这一声喊出去,张耀东觉得自己的嗓子彻底碎了。
但声音传出去了。
传进了每一条坑道。
传进了每一个战壕。
传进了每一个还活着的龙国士兵的耳朵里。
……
独立团疯了。
整个团,从上到下,集体疯了。
黄开明烧成火人还在开枪的那一幕,像一根烧红的铁钎,直直捅进了每一个人的胸膛里。
那种东西,用什么理论都解释不了。
战士们像一群被逼到绝路的野兽。
恐惧?早就忘了什么叫恐惧。
疲惫?七八个小时的血战,疲惫这个词已经失去了意义。
心里只剩下一样东西。
杀!
杀!!
杀!!!
一连仅剩的七个人,从坑道里跳了出来。
没子弹了。
步枪上了刺刀。
七个人排成一排,顶着鹰军的机枪火力,朝着山坡上的鹰军步兵冲过去。
跑在最前面的班长赵大柱,胸口中了两枪,身体往后顿了一下,脚步踉跄了半步——然后继续往前冲。
冲到距离最近的鹰军面前,刺刀连人带枪扎了进去。
两个人滚在一起倒在焦黑的泥地里,赵大柱把刺刀拔出来,又扎了第二刀,第三刀。
直到自己再也撑不住,趴在对方身上,手指还攥着枪托。
二连的一个火箭兵,扛着最后一发火箭弹站在掩体顶上。
他把瞄准具凑到眼前的时候,一颗子弹打穿了他的左肩。
他晃了一下,蹲下去,又站起来。
"操你大爷的——"
嗖——!
火箭弹带着白烟呼啸而出,正中鹰军一辆正在爬坡的谢尔曼侧面。
轰!
坦克炮塔被掀飞,翻了两圈砸在碎石堆里,溅起的碎片扫倒了后面好几个步兵。
三排副排长李国安。
他身上三处负伤,右腿被弹片削掉了一块肉,走路一瘸一拐。
这种伤情,搁在任何部队都该往后送了。
但他从弹药箱里摸出两颗手榴弹,用牙咬开盖子,一瘸一拐地朝鹰军的一处机枪阵位走过去。
走。
不是跑。
每一步都踩在焦土上,踩在还在冒烟的弹坑边上。
鹰军机枪手看见他了。
子弹打在他脚边,溅起一溜泥点。
李国安的脚步顿了一下。
然后继续走。
鹰军机枪手的手在抖。
他想不通——这个人明明已经被打成这样了,为什么还在往前走?
十米。
五米。
李国安把两颗手榴弹同时丢了出去。
轰!轰!
机枪阵位连人带枪被掀上了天。
李国安被气浪推出去三四米,摔在一块石头后面。
他翻了个身,看着天空。
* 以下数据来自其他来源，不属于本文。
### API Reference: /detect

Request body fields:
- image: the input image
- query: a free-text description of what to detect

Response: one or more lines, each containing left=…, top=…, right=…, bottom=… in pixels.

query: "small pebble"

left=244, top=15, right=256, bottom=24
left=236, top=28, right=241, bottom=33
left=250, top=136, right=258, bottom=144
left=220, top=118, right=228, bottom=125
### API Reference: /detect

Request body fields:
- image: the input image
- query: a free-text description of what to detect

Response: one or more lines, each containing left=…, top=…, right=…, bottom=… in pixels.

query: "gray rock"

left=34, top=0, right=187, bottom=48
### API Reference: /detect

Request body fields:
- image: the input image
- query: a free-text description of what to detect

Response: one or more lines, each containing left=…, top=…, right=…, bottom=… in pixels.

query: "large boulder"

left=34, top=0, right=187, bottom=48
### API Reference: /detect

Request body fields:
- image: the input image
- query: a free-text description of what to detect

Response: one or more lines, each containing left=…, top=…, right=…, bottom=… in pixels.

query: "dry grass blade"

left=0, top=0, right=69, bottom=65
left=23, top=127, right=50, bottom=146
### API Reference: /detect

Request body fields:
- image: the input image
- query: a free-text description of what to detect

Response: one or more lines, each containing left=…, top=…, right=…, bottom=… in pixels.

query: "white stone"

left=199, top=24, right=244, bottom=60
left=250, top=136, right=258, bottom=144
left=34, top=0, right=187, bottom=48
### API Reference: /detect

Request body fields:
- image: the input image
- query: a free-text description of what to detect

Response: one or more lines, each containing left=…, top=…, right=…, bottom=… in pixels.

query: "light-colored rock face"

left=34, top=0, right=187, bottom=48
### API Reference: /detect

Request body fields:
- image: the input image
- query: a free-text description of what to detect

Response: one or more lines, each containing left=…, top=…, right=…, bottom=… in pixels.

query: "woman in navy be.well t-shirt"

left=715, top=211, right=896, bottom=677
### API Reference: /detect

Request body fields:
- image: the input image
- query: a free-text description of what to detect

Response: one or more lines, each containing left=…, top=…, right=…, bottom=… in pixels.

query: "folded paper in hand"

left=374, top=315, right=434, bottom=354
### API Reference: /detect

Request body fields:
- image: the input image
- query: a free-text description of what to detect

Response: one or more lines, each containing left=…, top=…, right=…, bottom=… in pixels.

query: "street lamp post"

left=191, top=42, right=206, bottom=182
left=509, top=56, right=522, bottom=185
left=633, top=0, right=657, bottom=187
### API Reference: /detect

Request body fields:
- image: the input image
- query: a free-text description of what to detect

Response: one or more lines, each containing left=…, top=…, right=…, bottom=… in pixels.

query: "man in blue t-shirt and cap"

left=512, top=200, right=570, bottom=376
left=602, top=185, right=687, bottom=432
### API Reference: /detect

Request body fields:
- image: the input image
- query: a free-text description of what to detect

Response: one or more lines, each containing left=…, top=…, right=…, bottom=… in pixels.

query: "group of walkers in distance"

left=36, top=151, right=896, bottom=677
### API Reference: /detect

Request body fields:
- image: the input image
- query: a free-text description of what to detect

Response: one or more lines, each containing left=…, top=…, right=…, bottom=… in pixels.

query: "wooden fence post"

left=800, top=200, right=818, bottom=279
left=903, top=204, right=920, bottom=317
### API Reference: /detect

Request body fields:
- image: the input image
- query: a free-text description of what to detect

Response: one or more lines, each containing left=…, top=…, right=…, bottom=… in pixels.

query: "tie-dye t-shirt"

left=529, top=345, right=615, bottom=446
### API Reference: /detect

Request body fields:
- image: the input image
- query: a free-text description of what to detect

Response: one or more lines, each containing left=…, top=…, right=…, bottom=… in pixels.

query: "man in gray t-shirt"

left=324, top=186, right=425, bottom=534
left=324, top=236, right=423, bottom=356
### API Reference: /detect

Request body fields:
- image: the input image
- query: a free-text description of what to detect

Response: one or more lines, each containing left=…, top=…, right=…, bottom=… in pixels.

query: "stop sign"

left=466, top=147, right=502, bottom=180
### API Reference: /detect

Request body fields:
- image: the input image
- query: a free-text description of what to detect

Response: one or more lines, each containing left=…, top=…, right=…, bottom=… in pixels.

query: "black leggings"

嘴角居然扯出了一丝弧度。
旁边一个龙国战士冲过来拖他,喊他的名字。
他的嘴动了动,声音已经小得几乎听不见了。
"……够本了……"
——
整个597.9高地上响彻的,是龙国士兵撕裂嗓音的怒吼。
"只要老子还喘一口气,你们就甭想踏过这条线!"
"想过去?!从老子的尸体上踏过去!"
"开明!兄弟!你先走——我们来送这帮畜生下去陪你!!"
声声血誓穿过硝烟,穿过火焰,一路飘上597.9高地上空。